Japan Machinery Orders Fell 9.1% in May
By wchung | 07 Jun, 2026
Japan’s machinery orders, a closely watched indicator of future business investment, dropped more than expected in May, signaling that a recovery in the world’s No. 2 economy is faltering.
The Cabinet Office said Thursday Japan’s core machinery orders in May tumbled 9.1 percent — the biggest drop since August 2008 — to 693 billion yen ($7.9 billion). The figure excludes volatile numbers from shipbuilders and electric power companies.
The May result was far worse than a 2.5 percent decline projected by economists in a Kyodo News survey and was the first fall in three months.

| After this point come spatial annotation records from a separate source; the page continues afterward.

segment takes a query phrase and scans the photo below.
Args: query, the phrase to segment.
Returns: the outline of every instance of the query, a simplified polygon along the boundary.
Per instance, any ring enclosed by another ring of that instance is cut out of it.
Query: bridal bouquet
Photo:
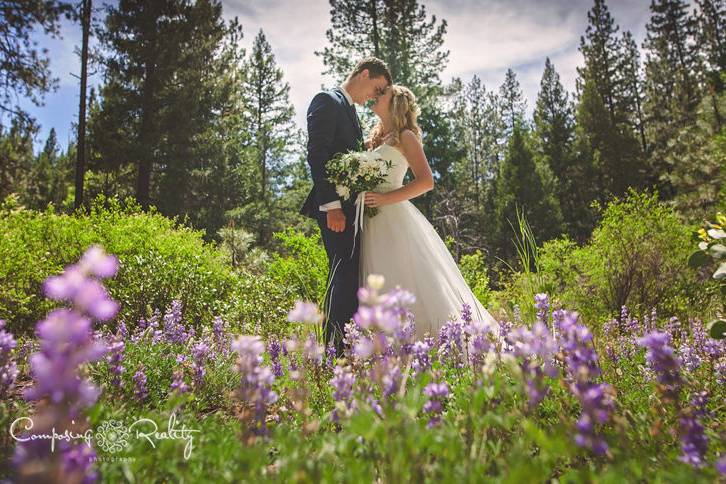
[[[352,193],[369,192],[383,183],[391,169],[391,161],[372,151],[353,151],[336,156],[325,169],[335,191],[343,200],[348,200]],[[359,197],[356,204],[362,203],[362,197]],[[369,217],[377,213],[377,208],[365,207]]]

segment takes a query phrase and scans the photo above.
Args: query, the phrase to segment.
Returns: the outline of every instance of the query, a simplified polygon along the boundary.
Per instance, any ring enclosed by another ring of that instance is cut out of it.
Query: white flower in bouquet
[[[337,185],[335,187],[335,192],[340,195],[343,200],[348,200],[350,198],[350,189],[343,185]]]

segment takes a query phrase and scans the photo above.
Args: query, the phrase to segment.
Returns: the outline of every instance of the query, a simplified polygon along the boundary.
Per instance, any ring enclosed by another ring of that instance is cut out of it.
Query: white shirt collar
[[[340,86],[339,89],[343,93],[343,96],[345,96],[345,98],[348,100],[348,104],[350,104],[352,106],[353,105],[353,98],[350,97],[350,94],[348,94],[348,91],[346,91],[343,86]]]

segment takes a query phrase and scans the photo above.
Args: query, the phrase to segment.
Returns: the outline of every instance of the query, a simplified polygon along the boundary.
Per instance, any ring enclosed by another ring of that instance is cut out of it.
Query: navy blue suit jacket
[[[318,207],[334,200],[351,206],[354,200],[341,200],[335,186],[327,180],[325,165],[338,153],[356,151],[363,142],[358,117],[345,95],[339,89],[323,91],[310,102],[308,122],[308,165],[313,188],[303,203],[300,213],[312,218],[320,214]]]

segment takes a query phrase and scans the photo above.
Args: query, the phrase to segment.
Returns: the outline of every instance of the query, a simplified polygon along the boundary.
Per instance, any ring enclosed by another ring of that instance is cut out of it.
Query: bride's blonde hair
[[[421,138],[421,128],[416,119],[421,114],[421,109],[416,102],[416,96],[411,90],[404,86],[394,84],[391,86],[391,104],[388,109],[391,111],[393,129],[390,133],[383,132],[383,124],[379,121],[368,136],[368,147],[373,149],[383,144],[384,140],[390,138],[390,144],[397,145],[401,141],[401,133],[410,129],[416,136]]]

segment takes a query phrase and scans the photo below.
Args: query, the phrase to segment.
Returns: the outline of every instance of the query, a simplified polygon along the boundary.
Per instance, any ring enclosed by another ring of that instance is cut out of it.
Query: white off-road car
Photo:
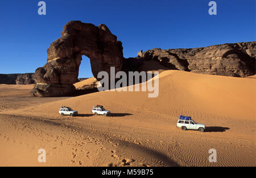
[[[69,115],[71,116],[77,116],[78,115],[78,112],[76,111],[73,111],[69,107],[61,107],[60,110],[59,111],[59,113],[61,114],[61,116]]]
[[[110,112],[109,111],[105,109],[103,106],[100,105],[93,106],[92,113],[95,115],[104,115],[104,116],[109,116],[110,114]]]
[[[183,130],[187,129],[198,130],[203,132],[205,129],[205,125],[203,124],[198,124],[193,120],[185,120],[179,119],[177,122],[177,127],[181,128]]]

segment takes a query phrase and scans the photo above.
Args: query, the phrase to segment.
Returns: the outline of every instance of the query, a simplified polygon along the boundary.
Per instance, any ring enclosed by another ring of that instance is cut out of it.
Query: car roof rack
[[[71,108],[61,105],[60,107],[60,108],[61,108],[61,109],[68,109],[68,108]]]
[[[103,105],[97,104],[96,105],[94,105],[93,108],[103,108]]]

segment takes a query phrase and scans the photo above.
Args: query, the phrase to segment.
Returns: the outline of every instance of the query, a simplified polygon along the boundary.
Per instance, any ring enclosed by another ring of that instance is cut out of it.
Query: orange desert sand
[[[255,77],[166,70],[159,78],[155,98],[118,91],[36,98],[33,85],[0,84],[0,166],[256,166]],[[93,115],[96,104],[112,115]],[[80,115],[60,116],[61,105]],[[207,130],[177,128],[180,115]],[[40,149],[46,163],[38,162]],[[216,163],[208,161],[210,149]]]

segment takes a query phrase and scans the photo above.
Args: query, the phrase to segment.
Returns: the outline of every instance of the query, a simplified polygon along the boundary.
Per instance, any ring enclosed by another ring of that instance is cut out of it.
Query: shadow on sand
[[[78,115],[75,117],[90,117],[94,115],[93,114],[78,114]]]
[[[229,130],[229,128],[224,128],[220,126],[210,126],[205,127],[205,132],[224,132],[226,130]]]
[[[109,117],[123,117],[126,116],[131,116],[132,114],[129,113],[110,113]]]

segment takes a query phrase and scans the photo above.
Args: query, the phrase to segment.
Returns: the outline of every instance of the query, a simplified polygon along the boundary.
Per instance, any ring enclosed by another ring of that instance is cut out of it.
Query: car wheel
[[[204,131],[204,129],[203,128],[200,128],[198,129],[198,130],[199,130],[199,132],[203,132]]]
[[[181,127],[181,129],[182,129],[182,130],[187,130],[187,128],[185,126],[183,126]]]

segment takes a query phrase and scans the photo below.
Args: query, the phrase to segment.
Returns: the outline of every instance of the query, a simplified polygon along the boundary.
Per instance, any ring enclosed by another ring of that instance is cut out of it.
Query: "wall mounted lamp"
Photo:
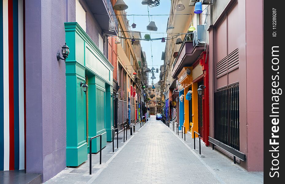
[[[199,86],[199,88],[197,90],[197,91],[198,92],[198,94],[199,96],[202,95],[203,93],[204,89],[205,88],[206,88],[206,86],[204,85],[200,85]]]
[[[64,45],[61,48],[61,54],[62,54],[62,56],[64,58],[62,58],[60,56],[59,51],[57,52],[57,54],[56,54],[56,58],[57,59],[57,60],[59,61],[60,59],[64,60],[64,61],[66,58],[68,56],[69,54],[69,48],[66,45],[66,43],[64,44]]]
[[[80,82],[80,87],[82,87],[83,89],[83,91],[86,93],[86,91],[88,90],[88,85],[86,83],[83,83],[82,82]]]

“The figure means companies are becoming cautious about making new investments due to growing uncertainty over an economic recovery,” said Hiroshi Watanabe, an economist at Daiwa Institute of Research.
“The poor result indicated that the pace of Japan’s economic recovery is faltering,” he said.
Growth in machinery orders is vital to Japan’s economy. Corporate investment alone accounts for around 13 percent of Japan’s gross domestic products.
In May, orders from manufacturers dropped 13.5 percent due to a slump in the electronics and oil sectors. Orders from non-manufacturers was down 6.0 percent, the first decline in three months. Overseas orders rose 2.7 percent in May.
While core machinery orders fell sharply in May, Japan’s government said it would keep its projection in the April-June quarter. The government estimates core machinery orders in the period to grow 1.6 percent from the previous quarter.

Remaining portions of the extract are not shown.